Pada sore hari, di sebuah rumah kayu di tengah hutan, Elric sedang membaca buku sihir milik bibinya.
"Bibi," ucap Elric dengan wajah suntuk.
"Ya? ada apa Elric?" Liora tersenyum melihat Elric yang cemberut.
"Kenapa aku tidak boleh pergi bermain ke luar desa?"
mendengar pertanyaan dari Elric, ekspresi Liora langsung datar, sebelum kembali tersenyum lalu mengambil buku sihir yang sedang dipegang Elric. "Mari kita lihat" Bibinya bertanya kembali kepada Erlic, "jadi kamu sudah mempelajari sihir apa saja?"
"Ah! Aku sudah mempelajari beberapa sihir penguat fisik, sihir Fire Ball, Ice Spear dan Wind Blade. Tapi aku lebih suka sihir Fire Ball!" Ucap Elric dengan bersemangat, seketika melupakan pertanyaan yang ia ajukan kepada Liora. Elric pergi ke ruangan latihan sihir sambil menarik lengan Liora.
Setelah sampai, Elric mulai merapal mantranya. "Sihir Api, Fire Ball!", api sebesar bola tenis muncul di tangan Elric. Elric berbalik menatap Liora dengan bangga. "Hehe, bagaimana, bi?"
Liora tersenyum hangat, lalu mendekati Elric. "Bagus sekali, Elric. Tapi, lain kali cobalah untuk memfokuskan energi sihirmu agar kekuatannya lebih besar".

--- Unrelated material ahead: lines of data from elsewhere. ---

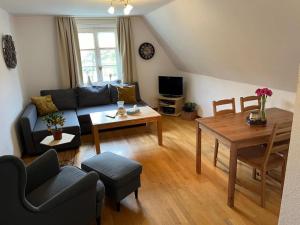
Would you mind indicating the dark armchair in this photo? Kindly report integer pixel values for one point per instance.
(44, 193)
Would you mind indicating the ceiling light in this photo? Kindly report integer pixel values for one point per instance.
(111, 10)
(128, 9)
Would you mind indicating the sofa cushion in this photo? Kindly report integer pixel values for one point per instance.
(127, 94)
(93, 96)
(64, 99)
(67, 177)
(114, 95)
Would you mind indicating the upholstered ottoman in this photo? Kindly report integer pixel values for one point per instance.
(121, 176)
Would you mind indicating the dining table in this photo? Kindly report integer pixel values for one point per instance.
(233, 131)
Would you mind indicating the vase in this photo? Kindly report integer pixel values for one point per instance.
(263, 109)
(57, 134)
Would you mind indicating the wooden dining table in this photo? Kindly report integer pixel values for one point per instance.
(233, 131)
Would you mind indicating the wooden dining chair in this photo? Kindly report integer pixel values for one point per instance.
(243, 100)
(266, 158)
(222, 112)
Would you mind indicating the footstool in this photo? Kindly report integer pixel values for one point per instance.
(121, 176)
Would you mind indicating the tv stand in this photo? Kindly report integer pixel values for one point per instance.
(170, 106)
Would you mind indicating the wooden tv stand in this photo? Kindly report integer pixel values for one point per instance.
(170, 106)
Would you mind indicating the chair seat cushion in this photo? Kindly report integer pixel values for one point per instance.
(255, 156)
(113, 169)
(68, 176)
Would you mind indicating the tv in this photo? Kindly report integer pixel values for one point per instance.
(170, 86)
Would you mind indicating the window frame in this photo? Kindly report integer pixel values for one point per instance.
(99, 65)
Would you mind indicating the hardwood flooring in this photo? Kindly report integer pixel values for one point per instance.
(172, 193)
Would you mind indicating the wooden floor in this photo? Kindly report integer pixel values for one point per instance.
(172, 193)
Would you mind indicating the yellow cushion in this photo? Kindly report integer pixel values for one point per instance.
(127, 94)
(44, 105)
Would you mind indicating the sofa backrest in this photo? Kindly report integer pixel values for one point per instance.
(114, 91)
(64, 99)
(93, 96)
(68, 99)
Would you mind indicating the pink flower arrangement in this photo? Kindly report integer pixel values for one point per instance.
(264, 92)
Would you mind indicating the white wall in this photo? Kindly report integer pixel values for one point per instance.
(38, 52)
(11, 99)
(149, 70)
(253, 41)
(37, 48)
(205, 89)
(290, 204)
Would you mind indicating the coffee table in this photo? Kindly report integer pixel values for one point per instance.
(100, 121)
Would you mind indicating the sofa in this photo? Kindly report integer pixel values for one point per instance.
(45, 193)
(76, 105)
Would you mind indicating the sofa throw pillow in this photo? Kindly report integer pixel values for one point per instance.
(44, 105)
(127, 94)
(93, 96)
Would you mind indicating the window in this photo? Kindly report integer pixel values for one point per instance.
(99, 55)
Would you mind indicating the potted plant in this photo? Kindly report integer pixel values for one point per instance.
(189, 111)
(55, 122)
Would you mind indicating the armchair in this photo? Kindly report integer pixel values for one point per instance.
(44, 193)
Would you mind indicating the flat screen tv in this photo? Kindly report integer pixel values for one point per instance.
(170, 86)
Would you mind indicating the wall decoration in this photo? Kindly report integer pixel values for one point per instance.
(146, 51)
(9, 51)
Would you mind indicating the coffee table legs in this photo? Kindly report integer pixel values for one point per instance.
(96, 139)
(159, 131)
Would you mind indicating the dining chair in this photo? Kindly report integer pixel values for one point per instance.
(221, 112)
(243, 100)
(271, 156)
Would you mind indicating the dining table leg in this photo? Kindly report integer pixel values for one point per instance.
(198, 148)
(232, 175)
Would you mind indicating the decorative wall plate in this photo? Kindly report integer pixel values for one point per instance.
(146, 51)
(9, 51)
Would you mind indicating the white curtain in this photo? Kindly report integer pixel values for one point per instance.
(126, 49)
(69, 52)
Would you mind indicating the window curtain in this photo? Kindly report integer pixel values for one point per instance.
(126, 49)
(69, 52)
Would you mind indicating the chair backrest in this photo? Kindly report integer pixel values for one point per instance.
(243, 100)
(279, 140)
(222, 103)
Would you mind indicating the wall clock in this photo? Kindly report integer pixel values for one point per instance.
(9, 51)
(146, 51)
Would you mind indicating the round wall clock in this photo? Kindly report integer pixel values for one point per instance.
(147, 51)
(9, 51)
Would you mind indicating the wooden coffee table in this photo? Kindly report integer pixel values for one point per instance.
(100, 121)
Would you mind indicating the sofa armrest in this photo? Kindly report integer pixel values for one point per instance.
(27, 122)
(41, 169)
(85, 184)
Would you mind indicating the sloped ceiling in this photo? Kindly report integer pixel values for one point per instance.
(256, 42)
(76, 7)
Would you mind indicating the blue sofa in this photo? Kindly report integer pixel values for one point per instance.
(76, 105)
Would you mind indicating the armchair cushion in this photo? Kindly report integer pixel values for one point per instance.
(67, 177)
(41, 169)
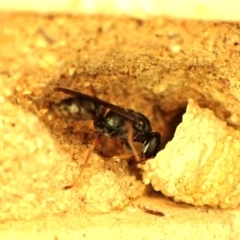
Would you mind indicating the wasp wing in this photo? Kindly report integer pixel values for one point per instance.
(121, 111)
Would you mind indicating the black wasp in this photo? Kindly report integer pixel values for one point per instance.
(111, 120)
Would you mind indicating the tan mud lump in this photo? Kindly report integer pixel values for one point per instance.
(201, 164)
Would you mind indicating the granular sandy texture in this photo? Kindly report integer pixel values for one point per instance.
(206, 175)
(151, 66)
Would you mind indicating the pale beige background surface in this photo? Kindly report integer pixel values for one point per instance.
(198, 9)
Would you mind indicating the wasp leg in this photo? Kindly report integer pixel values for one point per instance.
(90, 150)
(131, 142)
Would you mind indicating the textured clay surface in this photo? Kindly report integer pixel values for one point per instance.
(154, 67)
(208, 174)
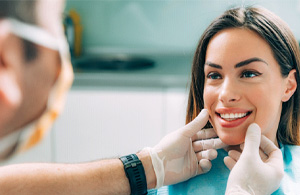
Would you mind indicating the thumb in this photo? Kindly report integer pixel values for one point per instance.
(252, 140)
(197, 124)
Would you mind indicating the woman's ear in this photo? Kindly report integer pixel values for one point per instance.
(291, 86)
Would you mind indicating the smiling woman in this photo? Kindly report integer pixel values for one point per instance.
(245, 61)
(245, 70)
(247, 64)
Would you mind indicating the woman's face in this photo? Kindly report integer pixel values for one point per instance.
(243, 84)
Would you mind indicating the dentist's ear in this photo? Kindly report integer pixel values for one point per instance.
(10, 92)
(291, 86)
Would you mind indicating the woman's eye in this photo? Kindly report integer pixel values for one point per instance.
(250, 74)
(214, 76)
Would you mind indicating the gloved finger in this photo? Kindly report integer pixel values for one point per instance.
(275, 155)
(262, 155)
(234, 154)
(204, 134)
(208, 144)
(229, 162)
(210, 154)
(252, 141)
(204, 166)
(267, 145)
(196, 125)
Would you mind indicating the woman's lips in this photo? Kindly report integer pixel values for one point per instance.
(232, 117)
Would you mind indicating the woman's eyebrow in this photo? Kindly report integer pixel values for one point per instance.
(248, 61)
(238, 65)
(208, 63)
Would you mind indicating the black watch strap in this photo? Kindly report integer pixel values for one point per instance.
(135, 173)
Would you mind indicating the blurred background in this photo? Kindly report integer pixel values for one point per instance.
(132, 61)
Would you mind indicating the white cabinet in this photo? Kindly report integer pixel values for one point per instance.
(107, 123)
(42, 152)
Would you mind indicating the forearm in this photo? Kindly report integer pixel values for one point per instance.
(101, 177)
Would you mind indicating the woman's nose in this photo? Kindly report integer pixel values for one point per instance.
(229, 92)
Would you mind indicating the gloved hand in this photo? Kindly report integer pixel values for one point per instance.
(180, 156)
(249, 174)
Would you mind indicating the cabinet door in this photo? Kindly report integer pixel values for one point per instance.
(175, 106)
(100, 124)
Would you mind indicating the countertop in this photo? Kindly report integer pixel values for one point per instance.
(169, 71)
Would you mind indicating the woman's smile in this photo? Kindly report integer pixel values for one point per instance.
(232, 117)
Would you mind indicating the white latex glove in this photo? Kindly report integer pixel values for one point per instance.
(176, 158)
(250, 175)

Elric kembali cemberut. "Aku masih anak-anak. Lagipula, bibi tak pernah mengajarkanku cara memaksimalkan energi sihir. Kamu hanya memberiku buku sihir dasar, lalu menyuruhku belajar sendiri."
Liora tersenyum, lalu mengambil sebuah wadah sihir dari lemari. Liora dengan ramah memberi Elric wadah itu. "Baiklah, sekarang cobalah untuk memusatkan energi sihirmu kedalam wadah ini. Jika wadahnya bercahaya dan tidak redup, itu artinya kamu sudah bisa mengendalikan sihirmu itu."
Mendengar hal itu, Elric segera mendekati wadah itu, lalu memusatkan sihirnya. Wadah itu mulai bercahaya, namun cahaya tersebut kembali hilang setelah beberapa saat. Elric makin penasaran dan kembali mencobanya walaupun berakhir gagal. Liora tetap mengawasi Elric sambil minum teh.
Setelah beberapa jam kemudian, Elric akhirnya berhasil mempertahankan cahaya di wadah tersebut. "Bibi! Lihat, aku akhirnya bisa mempertahakan cahayanya!"
Liora menatap wadah itu dengan mata melebar, sedikit kagum, namun kembali mendapatkan ketenangannya. "Bagus, dan kamu terus mencoba hingga larut malam, nak." Liora lalu mengusap kepala Elric dengan lembut sambil tersenyum. "Kamu sudah berusaha sebaik mungkin lho, bukan begitu, Elric?"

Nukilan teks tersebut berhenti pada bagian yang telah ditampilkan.